It's a lovely cool day here are Benchmark stadium. I'm Pat and next to me is Chris. We will be covering the exciting competition between the OjC JSON library and the Simdjson JSON parsers as they challenge each other in multiple events.
All the events will take place in the Benchmark stadium and the surrounding town which covers 16GB of memory and a Kingston 240GB SSD. A 12 core Intel i7-8700 clocked at 3.20GHz supporting Ubuntu 18.04 will keep the parsers going. I'm sure the town's modern utilities will allow the runners to demonstrate their prowness.
Lets look at whats on the schedule for today. The first event, as might be expected is a look at the qualifications of each contestant. Each parser must be a validating parser that checks basic structure as well as validating UTF-8 and numbers. Following the qualification confirmations the parsing begins. The courses range from short 44K sprint and go up to a 20GB half marathon. Different handicaps are applied to see how well each parser handles added processing load. More on that later. Each race is designed to represent a real use case. Additional build and write events have been cancelled for today as the Simdjson team was not able to field contestants in those events and it wouldn't be very exciting to watch a single OjC contestant participate in those events.
Each event is kicked off by the compare
application
that lets each team pick a parser to compete in the event. The team
application is given a course to run (file to parse), a method to use
(loading), and the number of laps (iterations) to run. The results are
collected and placed on the score board.
Now lets look at the teams. Chris, can you tell us about the teams we have here today?
Sure Pat, with pleasure.
Lets look at team OjC v4.0.1 first since this is their home town. Team OjC has quite a few atheletes here today. They are supported by Pete Ohler, the coach and by a recent contributor for a rather small team. The athletes on the team tend towards being longer distance runners (parsers). Vicky validator will be running the validation benchmarks while Pamela Parser, the other sprinter on the team will be the OjC entry for the 44K parse. For the longer 1GB, 10GB, and 20GB races Peter Paul Parser, also know as Triple-P, will take on the challengers for the lightly loaded courses and Porter Parser will take up the torch for the heavier loaded races. Bob the builder and Whitney the writer will be taking the day off since team Simdjson is not fielding a builder or writer today. That pretty much rounds out the OjC team for today. For further reading about team OjC take a look at the API documenation.

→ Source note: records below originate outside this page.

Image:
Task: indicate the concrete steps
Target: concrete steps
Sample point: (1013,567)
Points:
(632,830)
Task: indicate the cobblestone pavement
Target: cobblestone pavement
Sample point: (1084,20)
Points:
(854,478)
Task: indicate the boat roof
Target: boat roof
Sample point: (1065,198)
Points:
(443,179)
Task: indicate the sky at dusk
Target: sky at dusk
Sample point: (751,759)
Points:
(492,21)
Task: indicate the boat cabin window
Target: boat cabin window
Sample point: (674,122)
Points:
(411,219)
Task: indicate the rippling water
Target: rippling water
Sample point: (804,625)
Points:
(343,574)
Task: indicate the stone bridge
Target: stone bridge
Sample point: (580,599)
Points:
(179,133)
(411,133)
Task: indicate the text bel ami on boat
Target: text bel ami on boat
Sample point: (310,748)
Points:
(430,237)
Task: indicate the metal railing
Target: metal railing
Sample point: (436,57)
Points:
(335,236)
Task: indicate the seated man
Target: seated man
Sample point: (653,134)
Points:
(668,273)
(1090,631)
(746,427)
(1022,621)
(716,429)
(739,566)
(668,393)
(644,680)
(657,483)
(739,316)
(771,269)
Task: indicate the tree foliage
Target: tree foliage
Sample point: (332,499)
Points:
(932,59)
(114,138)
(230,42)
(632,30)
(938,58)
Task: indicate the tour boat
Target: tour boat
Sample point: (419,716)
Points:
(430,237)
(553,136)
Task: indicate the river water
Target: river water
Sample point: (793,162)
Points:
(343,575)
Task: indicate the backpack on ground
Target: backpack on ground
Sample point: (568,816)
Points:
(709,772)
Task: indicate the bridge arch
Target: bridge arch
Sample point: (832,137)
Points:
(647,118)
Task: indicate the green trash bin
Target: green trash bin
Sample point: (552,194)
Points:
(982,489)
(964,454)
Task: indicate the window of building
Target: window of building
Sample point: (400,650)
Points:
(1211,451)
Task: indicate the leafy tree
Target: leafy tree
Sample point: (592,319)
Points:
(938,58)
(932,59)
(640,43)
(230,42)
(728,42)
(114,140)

On the other side of the stadium we have team Simdjson v0.5.0. They enter the field with two parsers, Milly, an in memory parser that will compete against Vicky and Triple-P in the sprints and Manny who will take on the OjC long distance parsers. Backing up the parsers are two head coaches and a huge support team of another 61 members. They are confident after their earlier sprint results. It will be interesting to see how the claims of more than 2GB per second holds up on different courses.
With the teams covered, back to you Pat for the start of the qualifying rounds.
It is expected that each contestant will qualify although not long ago the Simdjson parsers were a bit lax with numeric parsing. They claim to have tightened up the numeric parsing though so we should expect no issues with both teams qualifying.
The results are just coming in from the validation tests. Lets see if our expectations were on the money.
Test | oj | simdjson |
---|---|---|
Valid unicode | ✅ | ✅ |
Valid UTF-8 | ✅ | ✅ |
Detect invalid UTF-8 | ✅ | ✅ |
Large exponent (309) | ✅ | ❌ |
Larger exponent (4000) | ✅ | ❌ |
Large integer (20+ digits) | ✅ | ❌ |
Detect invalid (192.168.10.100) | ✅ | ✅ |
Detect invalid (1e2e3) | ✅ | ✅ |
Detect invalid (-0.0-) | ✅ | ✅ |
Detect invalid (uuid) | ✅ | ✅ |
Both teams passed the structure, unicode, and UTF-8 tests with flying colors. The numeric validations tests are not so clear though. It seems Simdjson is limited to a 64 bit double and rejects or ignores values or digits that fall outside that space. Without big number support it falsely reports errors on what are commonly referred to as big numbers or big decimals. The judges are discussing whether that will be a show stopper for todays events. It could certainly be an issue for some scientific data use cases. Team OjC on the otherhand supports up to a long double and then reverts to it's own version of big numbers giving it a solid acceptance in the qualification tests.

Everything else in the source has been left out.